A Trajectory Tracking Approach for Aerial Manipulators Using Nonsingular Global Fast Terminal Sliding Mode and an RBF Neural Network

Abstract

An unmanned aerial manipulator (UAM) is a novel flying robot consisting of an unmanned aerial vehicle (UAV) and a multi-degree-of-freedom (DoF) robotic arm. It can actively interact with the environment to conduct dangerous or inaccessible tasks for humans. Owing to the underactuated characteristics of UAVs and the coupling generated by the rigid connection with the manipulator, robustness and a high-precision controller are critical for UAMs. In this paper, we propose a nonsingular global fast terminal sliding mode (NGFTSM) controller for UAMs to track the expected trajectory under the influence of disturbances based on a reasonably simplified UAM system dynamics model.

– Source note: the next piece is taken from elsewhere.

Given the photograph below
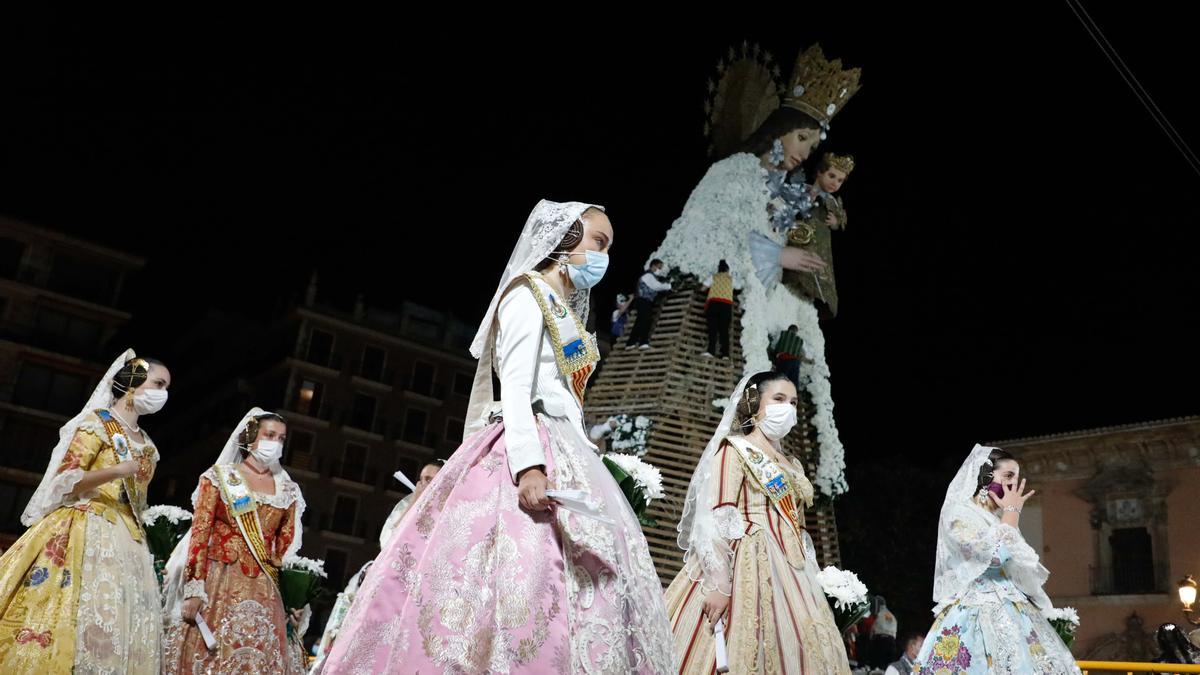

To achieve active anti-disturbance and high tracking accuracy in a UAM system, we incorporate an RBF neural network into the controller to estimate lumped disturbances, including internal coupling and external disturbances. The controller and neural network are derived according to Lyapunov theory to ensure the system’s stability. In addition, we propose a set of illustrative metrics to evaluate the performance of the designed controller and compare it with other controllers by simulations. The results show that the proposed controller can effectively enhance the robustness and accuracy of a UAM system with satisfactory convergence. The experimental results also verify the effectiveness of the proposed controller.